日が暮れる頃、屋敷の庭は青い影に沈み始めた。

笹の葉に夕風が触れ、擦れる音がする。池の水面には、月が映らない。新月なのだと、杉さんが灯りを入れながら教えてくれた。

「新月の日は、朔夜さまのお加減が重くなります」

杉さんの声はいつも通り淡々としていた。けれど燭台の火を灯す手が、ほんの少しだけ慎重だった。

「昨夜も……」

言いかけて、私は口を閉じた。

『今見たものは、誰にも言うな』

朔夜さまの言葉を思い出したからだ。

杉さんは私を見たが、何も聞かなかった。
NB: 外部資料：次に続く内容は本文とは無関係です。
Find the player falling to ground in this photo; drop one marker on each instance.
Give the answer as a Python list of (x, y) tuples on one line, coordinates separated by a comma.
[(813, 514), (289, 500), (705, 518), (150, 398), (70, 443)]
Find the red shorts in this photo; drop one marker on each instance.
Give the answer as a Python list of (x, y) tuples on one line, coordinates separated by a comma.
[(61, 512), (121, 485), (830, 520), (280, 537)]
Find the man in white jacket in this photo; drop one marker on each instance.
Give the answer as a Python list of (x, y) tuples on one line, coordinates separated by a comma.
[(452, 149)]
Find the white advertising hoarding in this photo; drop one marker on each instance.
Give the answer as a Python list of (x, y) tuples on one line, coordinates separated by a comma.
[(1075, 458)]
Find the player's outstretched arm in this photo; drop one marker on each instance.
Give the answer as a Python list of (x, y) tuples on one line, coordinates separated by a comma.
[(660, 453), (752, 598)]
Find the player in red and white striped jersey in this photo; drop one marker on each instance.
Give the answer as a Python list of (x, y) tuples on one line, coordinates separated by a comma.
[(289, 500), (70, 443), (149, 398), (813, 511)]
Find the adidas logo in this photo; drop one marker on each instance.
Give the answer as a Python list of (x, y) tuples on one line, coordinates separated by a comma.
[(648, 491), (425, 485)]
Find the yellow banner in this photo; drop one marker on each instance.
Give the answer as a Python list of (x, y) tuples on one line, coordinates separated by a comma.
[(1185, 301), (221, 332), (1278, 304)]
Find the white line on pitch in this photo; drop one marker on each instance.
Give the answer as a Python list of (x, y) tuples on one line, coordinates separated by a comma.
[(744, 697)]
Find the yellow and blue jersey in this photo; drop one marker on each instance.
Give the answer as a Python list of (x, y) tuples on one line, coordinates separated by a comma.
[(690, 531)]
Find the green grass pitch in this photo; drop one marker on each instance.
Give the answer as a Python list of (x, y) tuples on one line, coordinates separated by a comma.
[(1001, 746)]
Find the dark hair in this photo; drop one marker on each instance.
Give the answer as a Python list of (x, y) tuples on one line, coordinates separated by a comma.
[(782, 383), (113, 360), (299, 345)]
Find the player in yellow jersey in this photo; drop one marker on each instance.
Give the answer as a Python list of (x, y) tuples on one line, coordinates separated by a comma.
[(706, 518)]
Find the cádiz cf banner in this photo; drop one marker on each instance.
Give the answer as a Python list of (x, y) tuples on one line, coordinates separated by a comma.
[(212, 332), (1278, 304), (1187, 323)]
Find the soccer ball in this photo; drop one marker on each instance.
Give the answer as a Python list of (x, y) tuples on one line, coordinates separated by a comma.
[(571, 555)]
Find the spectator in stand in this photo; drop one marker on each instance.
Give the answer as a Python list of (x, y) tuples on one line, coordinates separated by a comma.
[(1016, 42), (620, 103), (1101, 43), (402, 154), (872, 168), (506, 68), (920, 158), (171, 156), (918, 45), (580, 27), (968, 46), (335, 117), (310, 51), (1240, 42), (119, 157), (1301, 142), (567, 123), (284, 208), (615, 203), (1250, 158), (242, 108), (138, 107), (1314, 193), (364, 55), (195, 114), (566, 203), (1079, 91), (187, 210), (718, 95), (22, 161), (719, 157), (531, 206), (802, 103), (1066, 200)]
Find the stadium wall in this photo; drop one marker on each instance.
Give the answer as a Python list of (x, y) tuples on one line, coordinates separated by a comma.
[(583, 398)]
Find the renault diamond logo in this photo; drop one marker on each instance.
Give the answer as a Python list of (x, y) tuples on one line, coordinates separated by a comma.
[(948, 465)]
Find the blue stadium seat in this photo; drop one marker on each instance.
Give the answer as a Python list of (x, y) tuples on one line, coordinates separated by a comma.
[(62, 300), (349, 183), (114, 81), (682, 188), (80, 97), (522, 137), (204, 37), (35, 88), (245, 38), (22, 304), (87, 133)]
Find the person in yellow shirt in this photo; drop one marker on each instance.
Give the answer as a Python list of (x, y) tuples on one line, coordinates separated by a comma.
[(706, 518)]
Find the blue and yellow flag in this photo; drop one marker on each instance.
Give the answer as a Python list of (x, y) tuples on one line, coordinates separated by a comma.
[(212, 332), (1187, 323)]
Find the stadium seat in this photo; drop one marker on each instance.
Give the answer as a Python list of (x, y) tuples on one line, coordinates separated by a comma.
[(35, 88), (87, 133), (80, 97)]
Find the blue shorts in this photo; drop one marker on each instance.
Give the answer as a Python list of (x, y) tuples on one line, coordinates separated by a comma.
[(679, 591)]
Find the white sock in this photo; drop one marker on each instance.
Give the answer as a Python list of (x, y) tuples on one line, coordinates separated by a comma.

ただ、膳のそばに湯を置く。

「夜は冷えます。ご自分のお体も大切になさいませ」

「はい」

そう答えたものの、私の耳はずっと屋敷の奥を気にしていた。

昼間、朔夜さまは何事もないようにしていた。香包みを調べ、家臣に命じ、城下の見回りの報告を受けていた。顔色は白かったが、背筋はまっすぐで、声に乱れはない。

けれど、私には見えていた。

羽織の袖口から覗く手首に、黒い筋がかすかに浮いているのを。脈に沿って、昨日よりも少し深く沈んでいるのを。

新月。

月の光が細くなっていくにつれ、夜の底に沈むものが濃くなるのだろうか。朔夜さまの中に引き受けられた禍もまた、出口を失って重くなるのだろうか。